Look at the "factory" 16.25" rifles and 18.5" shotguns.
They are all measured from the face of the bolt to the end of the barrel plus anything "permanently attached". Colt,DPMS, Bushmaster, Mossberg and Remington can't all be wrong.


----------



## weagle

The legal measurement is from the bolt/breech face.  

Weagle.


----------



## Twenty five ought six

> _I have heard _both chamber and the breech, also looked on the atf site and found nothing.Lets produce some facts cause if u get caught with a short gun it ain't no slap on the wrist.
> Reply With Quote






> The legal measurement is from the bolt/breech face.
> 
> Weagle.



Are you sure.  We want FACTS!      

I heard that if you measure it with a metric ruler in centimeters it can be shorter than 16 inches.


----------



## olchevy

my local commisioner/gunshop owner said closed breach face, he said so there wouldnt be any questions in the future by leos just cut it 18.5-19'' EXPOSED, from upaginst the reciever to the muzzle, and remember dont cut it right on the 18 mark cause more than likely you will have to file it down to smooth it out. I just cut mine down today, acouple of hours ago to 18.2'' a simple pipe cutter, a flat Edited to Remove Profanity ----Edited to Remove Profanity ----Edited to Remove Profanity ----Edited to Remove Profanity ----Edited to Remove Profanity ----Edited to Remove Profanity ----Edited to Remove Profanity ---- file, and a rounded file was all I needed, I would recomend aginst hacksaws because by using one you are just setting your self up for a crooked cut..


----------



## olchevy

that wasnt profanity thats what the file is called a B. a .s .t .a .r .d. file


----------



## 7MAGMIKE

Why not simply buy a factory 18" barrel.  I asked Randy Weaver this question when I met him many years ago.  Then there is no question about it.


----------



## Speakeasy

Good discussion, folks; good info. The short factory barrel that came with my Mossberg combo was 18.5".
Follow-up question. If (by some chance) a barrel got cut off too short, could it be made legal again by threading and adding a choke? Not that I've got one, just curious.


----------



## Twenty five ought six

> If (by some chance) a barrel got cut off too short, could it be made legal again by threading and adding a choke?



No.

First, if you possess the action and the barrel, even if separated, it's illegal.

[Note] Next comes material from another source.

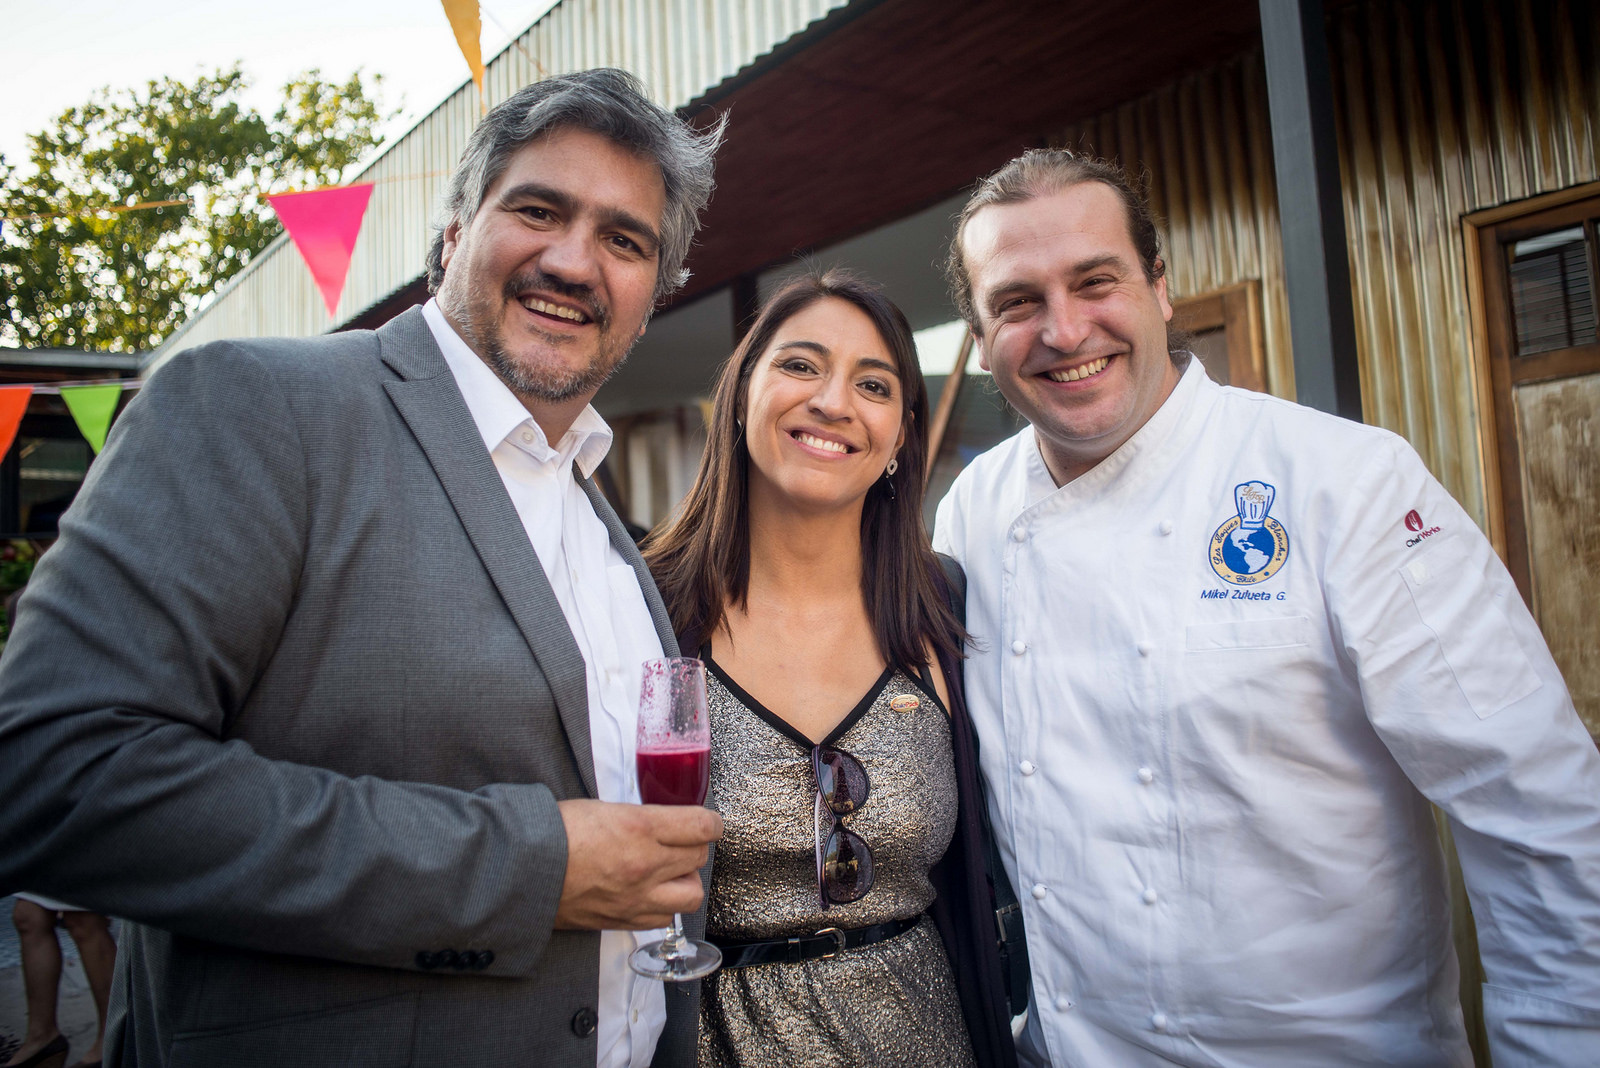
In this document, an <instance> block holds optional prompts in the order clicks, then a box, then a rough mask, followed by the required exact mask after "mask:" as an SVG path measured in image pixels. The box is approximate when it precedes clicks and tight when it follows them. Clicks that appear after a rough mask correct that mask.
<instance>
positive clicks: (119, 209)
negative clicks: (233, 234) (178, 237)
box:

But assuming that somehow you came into only possession of a barrel that was too short, and you wanted to make it legal, you can do so by _permanently_ putting an extension on it.  For example, you could silver solder a Cutts compensator to it.  Lead solder is not considered permanent.


----------



## EMC-GUN

"Lead solder is not considered permanent." Is this as per the ATFE? Just curious.


----------



## Outsydlooknin75

EMC .... yes ... lead solder melts at too low of a temperature .. If I remember correctly it needs a melting temp of over 1100 degrees to be considdered permanent.


----------



## Speakeasy

Thanks, Outsyd. Guess if I had one, I'd have to find a pipe threader and some silver solder... 'scuse me while I google for a Cutts compensator.


----------



## Dead Eye Eddy

I measured all of my factory barrels out of curiosity.  I closed the breach and dropped a dowel down the barrel and marked it.  The 18.5" barrel measured 18.5" (check), the 20" barrel measured 20" (check), the 21" barrel measured 21" (check), etc, etc, etc.  This proves to me that this is the proper way to measure a barrel.  

The quickest way is to measure from the front edge of the loading port to the end of the barrel.  All the measurements were within 1/4" that way.  If either method gives you a measurement less than 18", I'd throw that barrel away.


----------



## 7MAGMIKE

I've got a Mossberg 500 ATP bought in the 70's the original barrel that came with it was as measured from the muzzle to the closed  action bolt face at 18.0".  In the mid 80's I traded this barrel and magazine tube to a buddy of mine who wanted the short barrel and magazine tube, I wanted his 8 rd tube and 20" rifle sight barrel. I believe this was the original deer slayer barrel although it is a smooth bore.  It is very accurate to about 75 yds with Federal rifled slugs.


----------